5. A method for preparing tribasic lead sulfate from lead oxide scrap according to claim 1,

(1) the amine accelerator is selected from one or more of ethylenediamine, methylamine, propylamine, propylenediamine and 2-methylpropylamine;

(2) the acetic acid promoter is selected from one or more of acetic acid, fluoroacetic acid, chloroacetic acid and phenylacetic acid;

(3) the metal salt accelerator is selected from one or more of copper sulfate, ferrous sulfate, cobalt sulfate, tin sulfate, silver sulfate, mercurous sulfate, nickel sulfate, zinc sulfate, chromium sulfate and manganese sulfate.

6. A method for preparing tribasic lead sulfate from lead oxide scrap according to claim 1, characterized in that the content of the composite vulcanization accelerator in sulfuric acid is controlled to be between 0.5 and 15% by weight.

7. A method for preparing tribasic lead sulfate from lead oxide waste according to claim 1, characterized in that the content of the composite vulcanization accelerator in sulfuric acid is controlled to be between 1 and 10% by weight.

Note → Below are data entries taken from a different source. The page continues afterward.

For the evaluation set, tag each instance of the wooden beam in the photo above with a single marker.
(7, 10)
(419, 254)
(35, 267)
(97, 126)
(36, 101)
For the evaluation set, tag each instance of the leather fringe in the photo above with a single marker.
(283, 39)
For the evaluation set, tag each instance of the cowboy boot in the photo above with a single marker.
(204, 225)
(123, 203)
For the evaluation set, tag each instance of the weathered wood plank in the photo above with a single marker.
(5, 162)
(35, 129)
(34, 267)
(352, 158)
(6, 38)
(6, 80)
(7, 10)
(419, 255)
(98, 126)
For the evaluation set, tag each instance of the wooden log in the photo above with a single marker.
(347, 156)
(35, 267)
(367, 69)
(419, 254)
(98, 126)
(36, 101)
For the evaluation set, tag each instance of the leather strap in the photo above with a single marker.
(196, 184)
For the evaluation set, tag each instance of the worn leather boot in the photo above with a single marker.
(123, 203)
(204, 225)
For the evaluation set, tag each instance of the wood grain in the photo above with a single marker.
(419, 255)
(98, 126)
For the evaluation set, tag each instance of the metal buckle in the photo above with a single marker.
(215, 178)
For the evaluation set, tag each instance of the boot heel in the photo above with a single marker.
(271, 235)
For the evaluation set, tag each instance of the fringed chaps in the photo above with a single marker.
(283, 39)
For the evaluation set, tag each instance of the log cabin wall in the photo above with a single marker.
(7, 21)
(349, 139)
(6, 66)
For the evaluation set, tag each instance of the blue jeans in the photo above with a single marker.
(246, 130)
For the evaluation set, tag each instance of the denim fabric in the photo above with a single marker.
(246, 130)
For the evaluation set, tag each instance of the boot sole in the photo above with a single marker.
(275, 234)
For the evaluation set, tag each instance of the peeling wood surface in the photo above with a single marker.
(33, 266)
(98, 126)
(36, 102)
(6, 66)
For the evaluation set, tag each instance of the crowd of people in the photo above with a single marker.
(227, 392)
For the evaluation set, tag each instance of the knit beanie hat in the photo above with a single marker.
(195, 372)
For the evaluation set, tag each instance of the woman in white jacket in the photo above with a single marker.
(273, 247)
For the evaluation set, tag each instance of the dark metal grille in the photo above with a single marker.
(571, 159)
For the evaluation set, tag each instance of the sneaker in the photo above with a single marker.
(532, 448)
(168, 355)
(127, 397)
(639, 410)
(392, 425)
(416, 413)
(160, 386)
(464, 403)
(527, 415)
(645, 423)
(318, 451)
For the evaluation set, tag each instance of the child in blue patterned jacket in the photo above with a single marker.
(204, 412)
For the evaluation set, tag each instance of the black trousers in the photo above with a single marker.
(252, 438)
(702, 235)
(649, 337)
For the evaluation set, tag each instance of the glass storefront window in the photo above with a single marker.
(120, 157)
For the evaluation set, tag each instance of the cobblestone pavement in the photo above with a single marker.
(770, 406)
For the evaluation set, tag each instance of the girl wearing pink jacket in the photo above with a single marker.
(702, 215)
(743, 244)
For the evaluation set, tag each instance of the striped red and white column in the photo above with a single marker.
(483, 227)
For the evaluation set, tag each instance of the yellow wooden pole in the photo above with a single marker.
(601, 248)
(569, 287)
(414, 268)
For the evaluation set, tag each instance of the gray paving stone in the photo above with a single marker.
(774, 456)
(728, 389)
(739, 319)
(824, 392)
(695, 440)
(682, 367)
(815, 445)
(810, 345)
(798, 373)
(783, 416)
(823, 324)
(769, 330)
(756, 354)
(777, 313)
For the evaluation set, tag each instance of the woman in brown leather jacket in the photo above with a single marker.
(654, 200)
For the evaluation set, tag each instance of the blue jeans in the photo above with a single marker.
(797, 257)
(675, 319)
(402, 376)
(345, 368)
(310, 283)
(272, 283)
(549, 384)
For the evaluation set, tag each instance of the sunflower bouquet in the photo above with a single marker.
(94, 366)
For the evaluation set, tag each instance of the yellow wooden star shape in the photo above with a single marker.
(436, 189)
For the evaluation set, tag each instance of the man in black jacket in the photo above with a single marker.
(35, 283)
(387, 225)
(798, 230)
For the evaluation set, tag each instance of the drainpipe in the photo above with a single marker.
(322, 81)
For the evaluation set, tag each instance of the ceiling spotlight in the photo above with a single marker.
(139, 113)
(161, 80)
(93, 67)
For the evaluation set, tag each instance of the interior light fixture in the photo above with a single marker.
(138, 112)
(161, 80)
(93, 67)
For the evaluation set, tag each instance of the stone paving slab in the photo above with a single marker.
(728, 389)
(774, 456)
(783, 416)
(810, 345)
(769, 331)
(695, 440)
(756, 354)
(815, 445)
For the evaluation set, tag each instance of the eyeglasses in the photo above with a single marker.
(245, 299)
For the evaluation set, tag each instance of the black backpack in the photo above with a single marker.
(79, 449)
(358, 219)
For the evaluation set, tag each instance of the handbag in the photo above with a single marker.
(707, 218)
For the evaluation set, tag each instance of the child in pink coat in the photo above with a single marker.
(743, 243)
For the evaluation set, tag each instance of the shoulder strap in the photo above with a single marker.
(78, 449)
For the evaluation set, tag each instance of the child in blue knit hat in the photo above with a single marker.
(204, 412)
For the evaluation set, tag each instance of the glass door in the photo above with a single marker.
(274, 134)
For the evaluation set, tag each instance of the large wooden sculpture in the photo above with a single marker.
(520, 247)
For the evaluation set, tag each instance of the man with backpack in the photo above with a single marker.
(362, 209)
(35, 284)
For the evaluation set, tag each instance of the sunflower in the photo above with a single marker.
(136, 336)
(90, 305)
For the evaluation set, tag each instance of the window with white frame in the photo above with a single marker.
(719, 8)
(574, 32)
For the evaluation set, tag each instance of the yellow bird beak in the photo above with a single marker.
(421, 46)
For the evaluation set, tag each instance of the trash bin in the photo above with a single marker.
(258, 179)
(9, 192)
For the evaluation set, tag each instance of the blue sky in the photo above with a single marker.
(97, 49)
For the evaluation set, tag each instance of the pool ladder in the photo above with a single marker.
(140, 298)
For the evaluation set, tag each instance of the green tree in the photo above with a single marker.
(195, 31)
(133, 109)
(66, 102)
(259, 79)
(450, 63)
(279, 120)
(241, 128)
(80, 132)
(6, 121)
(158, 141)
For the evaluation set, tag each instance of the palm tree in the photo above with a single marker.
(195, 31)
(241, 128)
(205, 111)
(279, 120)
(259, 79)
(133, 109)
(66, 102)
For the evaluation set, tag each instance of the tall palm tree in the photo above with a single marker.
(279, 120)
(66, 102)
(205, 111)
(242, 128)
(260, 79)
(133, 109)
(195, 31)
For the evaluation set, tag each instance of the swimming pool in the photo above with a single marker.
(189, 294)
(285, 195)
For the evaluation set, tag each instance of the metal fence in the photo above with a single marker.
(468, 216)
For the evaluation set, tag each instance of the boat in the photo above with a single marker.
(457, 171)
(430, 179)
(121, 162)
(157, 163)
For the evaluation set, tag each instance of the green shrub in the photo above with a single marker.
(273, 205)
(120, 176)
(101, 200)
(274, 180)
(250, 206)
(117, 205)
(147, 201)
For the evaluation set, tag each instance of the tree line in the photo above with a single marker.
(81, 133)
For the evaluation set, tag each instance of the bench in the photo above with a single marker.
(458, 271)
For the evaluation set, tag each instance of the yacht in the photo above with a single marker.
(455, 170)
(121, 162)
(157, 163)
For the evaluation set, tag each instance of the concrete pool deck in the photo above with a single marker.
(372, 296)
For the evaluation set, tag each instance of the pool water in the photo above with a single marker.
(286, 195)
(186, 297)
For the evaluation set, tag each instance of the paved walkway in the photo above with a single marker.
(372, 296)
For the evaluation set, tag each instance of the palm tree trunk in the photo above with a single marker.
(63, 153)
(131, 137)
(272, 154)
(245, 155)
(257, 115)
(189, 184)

8. A method for the preparation of tribasic lead sulphate from lead oxide waste material according to claim 1 characterised in that the flow rate of the blast air is 0.01-0.5L/s.

9. A process according to claim 1, wherein the ammonium salt in the complexation in step b is selected from ammonium carbonate, ammonium bicarbonate, ammonium sulphate, ammonium sulphite, ammonium bisulphate or ammonium nitrate; wherein the alicyclic amine is selected from triethylenediamine, diethylenetriamine, hexamethylenetetramine or hexamethyleneimine; wherein the amide is selected from formamide, acetamide, propionamide or butyramide.

10. A method for preparing tribasic lead sulfate from lead oxide scrap according to claim 1, wherein the flow rate of the alkaline gas introduced is 0.01 to 0.5L/s per liter of the reaction solution.